Взгляд Муромцева-старшего вспыхнул гневом:
– Ты… сошел с ума, Сергей? Иначе я не могу объяснить твоего поведения! Ты привозишь домой зараженный сыр и спокойно смотришь, как его едят… сколько человек в тот день было у нас в гостях? Семь плюс нас четверо и еще Сурен Вартанович – двенадцать человек! Как я теперь должен смотреть всем им в глаза?
Сергей был сражен.
– Никто из тех, кто годами ел этот сыр, не страдал никакими заболеваниями, – растерянно возразил он. – Только поэтому я…
– Надеюсь, мне не нужно читать тебе, кандидату наук, лекцию о возможном латентном течении болезни? Ладно, сейчас я, прежде всего, хочу взглянуть на твоих животных.
– Утром я проверял – и свинки, и мыши были в полном порядке.
– Посмотрим, посмотрим, – Петр Эрнестович предупредил секретаршу, что идет в лабораторию к брату и, набросив на плечи халат, широким шагом зашагал по коридору.
Сергей плелся следом, мысленно проклиная весь свет, и уже, открывая дверь в «инфекционную», куда обычно помещали зараженных животных, уныло повторил:
– Да проверял я утром, убедись, если не веришь. Они промаркированы – синим те, у которых после введения культуры возникла бактериемия, а зеленым…
Он вздрогнул, и растерянный взгляд его уперся в стеклянную перегородку, за которой находились мыши – две из них, промаркированные зеленым, неподвижно лежали, вскинув лапки кверху. Две другие спокойно грызли в углу насыпанный им корм и, похоже, чувствовали себя не хуже, чем обычно. Петр Эрнестович торопливо шагнул вперед и, приподняв сетку, закрывавшую террариум, отстранил брата.
– Не трогать, – отрывисто произнес, разглядывая погибших животных, – я сам проведу анализ. Кстати, почему здесь последняя надпись Clostridium perfringens?
Сергей с недоумением взглянул на приклеенную к стеклу длинную бумажную ленту – помещая в террариум зараженных животных, сотрудники обычно помечали, какая культура и когда была им введена.
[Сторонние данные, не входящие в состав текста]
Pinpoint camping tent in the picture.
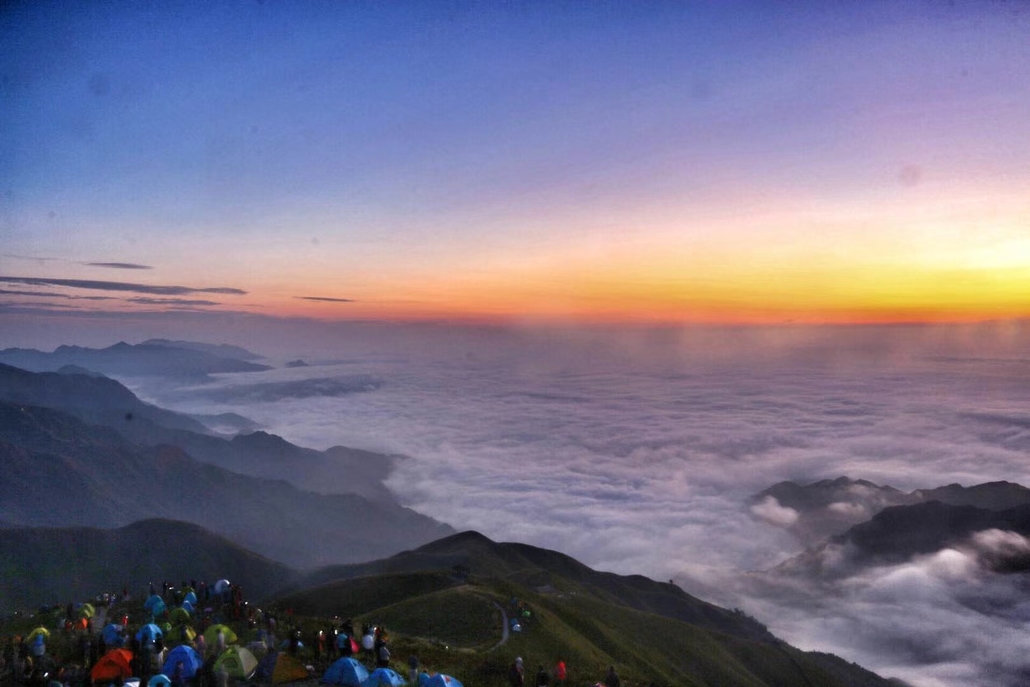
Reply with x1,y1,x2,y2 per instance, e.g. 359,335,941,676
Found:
90,649,132,682
161,644,204,680
101,622,126,647
204,625,236,647
136,622,164,642
362,667,408,687
321,656,369,687
25,627,50,644
143,594,168,616
418,673,462,687
254,651,308,685
168,609,191,625
214,646,258,680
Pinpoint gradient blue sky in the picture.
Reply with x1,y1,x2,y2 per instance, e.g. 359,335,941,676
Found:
0,1,1030,321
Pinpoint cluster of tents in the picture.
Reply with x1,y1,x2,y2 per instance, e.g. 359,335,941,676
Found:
82,623,462,687
321,656,461,687
90,655,462,687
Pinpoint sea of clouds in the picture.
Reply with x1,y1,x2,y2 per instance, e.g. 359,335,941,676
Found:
130,328,1030,687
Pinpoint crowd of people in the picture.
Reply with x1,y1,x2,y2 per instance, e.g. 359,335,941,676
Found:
0,580,638,687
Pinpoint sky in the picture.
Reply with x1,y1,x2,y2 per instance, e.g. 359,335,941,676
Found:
0,0,1030,325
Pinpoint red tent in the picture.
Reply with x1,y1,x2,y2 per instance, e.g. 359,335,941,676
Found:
90,649,132,682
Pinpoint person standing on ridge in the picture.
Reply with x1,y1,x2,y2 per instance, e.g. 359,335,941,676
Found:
508,656,525,687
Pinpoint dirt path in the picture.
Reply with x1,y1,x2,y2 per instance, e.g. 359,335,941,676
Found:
490,602,508,651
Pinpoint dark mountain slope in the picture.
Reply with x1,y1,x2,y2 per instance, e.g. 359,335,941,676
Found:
776,501,1030,577
0,403,451,569
0,342,271,379
0,364,208,434
0,365,397,505
751,477,1030,545
0,519,297,612
274,533,890,687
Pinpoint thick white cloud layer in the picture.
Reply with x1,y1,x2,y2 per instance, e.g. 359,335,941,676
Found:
134,332,1030,687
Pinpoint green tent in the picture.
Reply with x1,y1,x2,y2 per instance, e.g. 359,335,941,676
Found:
214,645,258,680
204,625,236,647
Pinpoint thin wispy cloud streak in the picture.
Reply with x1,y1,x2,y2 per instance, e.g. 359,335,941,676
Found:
294,296,354,303
0,288,117,301
126,297,221,305
82,263,153,270
0,276,247,296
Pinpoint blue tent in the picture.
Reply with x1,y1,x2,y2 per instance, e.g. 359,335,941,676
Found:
136,622,165,642
161,644,204,680
321,656,369,687
362,667,408,687
143,594,168,616
100,623,126,648
418,673,464,687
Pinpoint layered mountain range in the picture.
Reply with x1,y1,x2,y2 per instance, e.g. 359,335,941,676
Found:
0,366,453,570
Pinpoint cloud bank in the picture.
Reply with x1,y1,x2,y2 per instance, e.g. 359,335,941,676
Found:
76,328,1030,687
83,263,153,270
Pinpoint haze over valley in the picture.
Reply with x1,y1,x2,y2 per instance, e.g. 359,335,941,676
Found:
0,0,1030,687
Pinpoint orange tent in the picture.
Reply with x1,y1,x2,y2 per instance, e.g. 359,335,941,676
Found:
90,649,132,682
272,653,308,685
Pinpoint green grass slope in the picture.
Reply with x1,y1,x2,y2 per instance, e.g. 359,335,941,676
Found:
275,533,890,687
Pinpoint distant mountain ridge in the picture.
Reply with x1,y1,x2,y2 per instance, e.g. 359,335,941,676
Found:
775,501,1030,578
0,402,453,569
0,342,271,380
749,477,1030,545
0,364,398,503
140,339,265,360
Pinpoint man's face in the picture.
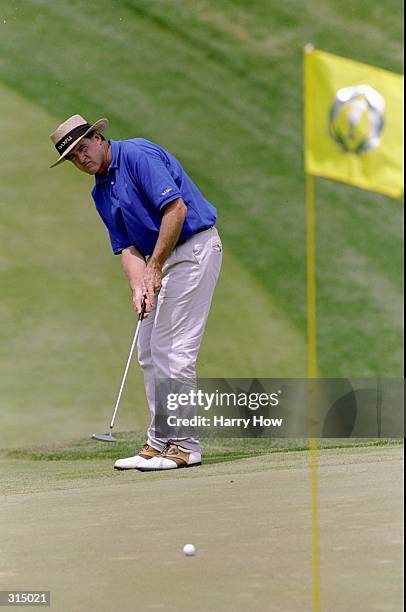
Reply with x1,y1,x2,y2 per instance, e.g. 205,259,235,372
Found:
66,132,107,174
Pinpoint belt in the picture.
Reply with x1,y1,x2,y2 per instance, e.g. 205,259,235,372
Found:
176,225,214,246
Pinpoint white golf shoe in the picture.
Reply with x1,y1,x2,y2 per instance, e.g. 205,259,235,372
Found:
136,442,202,472
114,444,160,470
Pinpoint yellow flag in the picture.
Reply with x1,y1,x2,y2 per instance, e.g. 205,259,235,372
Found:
304,48,403,198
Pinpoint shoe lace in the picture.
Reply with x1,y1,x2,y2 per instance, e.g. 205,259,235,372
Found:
161,440,177,455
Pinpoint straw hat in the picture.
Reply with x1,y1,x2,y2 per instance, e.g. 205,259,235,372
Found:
50,115,109,168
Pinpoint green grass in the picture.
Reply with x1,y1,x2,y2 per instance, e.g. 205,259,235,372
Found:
0,431,402,463
0,0,403,445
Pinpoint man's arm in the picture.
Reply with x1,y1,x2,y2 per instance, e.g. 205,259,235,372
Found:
121,246,146,314
143,198,187,313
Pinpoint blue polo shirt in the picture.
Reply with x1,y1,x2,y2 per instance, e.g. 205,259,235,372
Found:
92,138,217,256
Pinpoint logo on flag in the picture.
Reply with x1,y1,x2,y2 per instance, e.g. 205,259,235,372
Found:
329,85,385,154
304,49,403,198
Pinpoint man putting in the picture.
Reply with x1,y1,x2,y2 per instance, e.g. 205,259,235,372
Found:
51,115,222,471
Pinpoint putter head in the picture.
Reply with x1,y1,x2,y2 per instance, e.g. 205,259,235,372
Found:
92,432,117,442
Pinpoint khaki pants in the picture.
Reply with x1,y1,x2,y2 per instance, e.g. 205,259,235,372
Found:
138,227,222,451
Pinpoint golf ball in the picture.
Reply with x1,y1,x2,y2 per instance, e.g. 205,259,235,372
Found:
183,544,196,557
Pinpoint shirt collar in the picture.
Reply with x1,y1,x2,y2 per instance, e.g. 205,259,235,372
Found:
95,140,120,185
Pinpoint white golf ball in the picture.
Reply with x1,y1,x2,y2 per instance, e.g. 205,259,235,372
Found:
183,544,196,557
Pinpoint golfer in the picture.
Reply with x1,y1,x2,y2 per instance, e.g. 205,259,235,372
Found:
51,115,222,471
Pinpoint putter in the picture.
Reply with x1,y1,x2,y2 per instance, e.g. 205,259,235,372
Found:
92,300,145,442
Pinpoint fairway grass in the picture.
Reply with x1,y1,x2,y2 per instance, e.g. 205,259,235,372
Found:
0,445,403,612
0,431,402,495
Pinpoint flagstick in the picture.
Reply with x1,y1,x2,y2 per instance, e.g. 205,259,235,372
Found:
306,172,320,612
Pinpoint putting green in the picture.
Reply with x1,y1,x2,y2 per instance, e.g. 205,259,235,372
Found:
0,447,403,612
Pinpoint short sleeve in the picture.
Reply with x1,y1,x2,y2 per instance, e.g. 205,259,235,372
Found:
98,210,132,255
135,153,181,210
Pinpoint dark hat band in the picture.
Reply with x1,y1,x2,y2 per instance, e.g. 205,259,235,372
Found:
55,123,92,155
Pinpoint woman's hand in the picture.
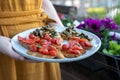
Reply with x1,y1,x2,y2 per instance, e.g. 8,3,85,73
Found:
0,36,37,62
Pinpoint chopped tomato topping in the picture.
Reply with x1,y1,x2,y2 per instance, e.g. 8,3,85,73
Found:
62,44,69,50
29,34,35,39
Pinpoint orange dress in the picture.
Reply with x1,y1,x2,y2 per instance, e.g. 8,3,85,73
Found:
0,0,61,80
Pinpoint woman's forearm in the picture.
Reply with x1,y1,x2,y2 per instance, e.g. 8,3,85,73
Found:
42,0,63,27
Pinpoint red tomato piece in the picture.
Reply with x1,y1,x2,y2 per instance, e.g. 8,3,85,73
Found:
29,34,35,39
85,41,92,47
49,50,57,56
40,40,51,45
30,45,37,52
73,50,81,54
34,37,40,43
39,47,49,55
72,45,83,50
45,34,52,41
67,49,74,54
49,45,57,51
72,36,80,42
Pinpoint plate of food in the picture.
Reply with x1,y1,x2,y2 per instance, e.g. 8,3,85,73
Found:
11,25,101,62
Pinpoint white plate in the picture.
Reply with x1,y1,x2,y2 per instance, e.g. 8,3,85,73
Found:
11,27,101,62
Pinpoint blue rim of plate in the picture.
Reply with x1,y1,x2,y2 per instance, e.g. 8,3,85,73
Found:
11,27,101,62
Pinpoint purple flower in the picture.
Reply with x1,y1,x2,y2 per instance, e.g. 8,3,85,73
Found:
77,21,86,29
112,32,117,40
102,18,118,30
87,18,102,32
Сам он поставил дату, когда поместил сюда мышей, но название культуры писать не стал – что писать, когда не знаешь, с чем имеешь дело. Теперь же рядом с его датой было криво накарябано карандашом Clostridium perfringens. Неожиданно он столкнулся глазами с заглядывающей в приоткрытую дверь Асей с перевязанным горлом – она манила его рукой, и губы ее, беззвучно шевелясь, явно говорили: «Иди сюда!». Сергей сначала отмахнулся, но руки Аси так отчаянно зажестикулировали, что он сделал по направлению к ней два шага и с досадой спросил:
– Ну, что такое?
– Сережа, – громко просипела она, позабыв о субординации, – ты только не сердись, это я во всем виновата, а Володя просто не знал.
– Чего не знал? Ася, можно потом, а?
– Я просто, чтобы ты знал – он думал, что эти мыши…
Она запнулась, а Петр Эрнестович, различив слово «мыши», резко обернулся:
– Не шепчитесь там, что вы хотели сказать о мышах?
– Я просто… – она мило покраснела и потупилась. – Я утром перепутала и взяла этих мышей для нашего стажера – он работает с клостридиями. Я не знала, что Сергей Эрнестович с ними работает – потом только разглядела его подпись.
Сергей мгновенно сообразил, в чем дело – этот нахальный рыжий Володя утром открыл террариум и вытащил его мышей для своих опытов, а дура-Аська готова покрывать бесстыжего стажера ценой, можно сказать, своей головы. Нашлась тоже жена декабриста!
– Где этот наглец? – свистящим шепотом спросил он.
Взгляд его так сверкал, что Ася испуганно попятилась.
– Он… он к зубному пошел, у него зуб…
Петр Эрнестович отстранил кипевшего злостью брата и очень мягко сказал перепуганной лаборантке:
– Простите, вы не могли бы мне все же объяснить, что случилось с этими мышами? Я просто хочу знать, вы не волнуйтесь так сильно.
– Я утром по ошибке ввела им культуру Clostridium perfringens – стажер Плотников получил культуру газовой гангрены и попросил проверить ее на токсигенность.
– Как же – ты ввела! – Сергей угрожающе потряс кулаками. – Он сам вытащил мышей без спроса, а то я его не знаю! Где он, я ему шею сверну? Вытащить инфицированных животных из клетки! Я ему такую характеристику напишу, что его не то, что в аспирантуру – его в дворники не возьмут!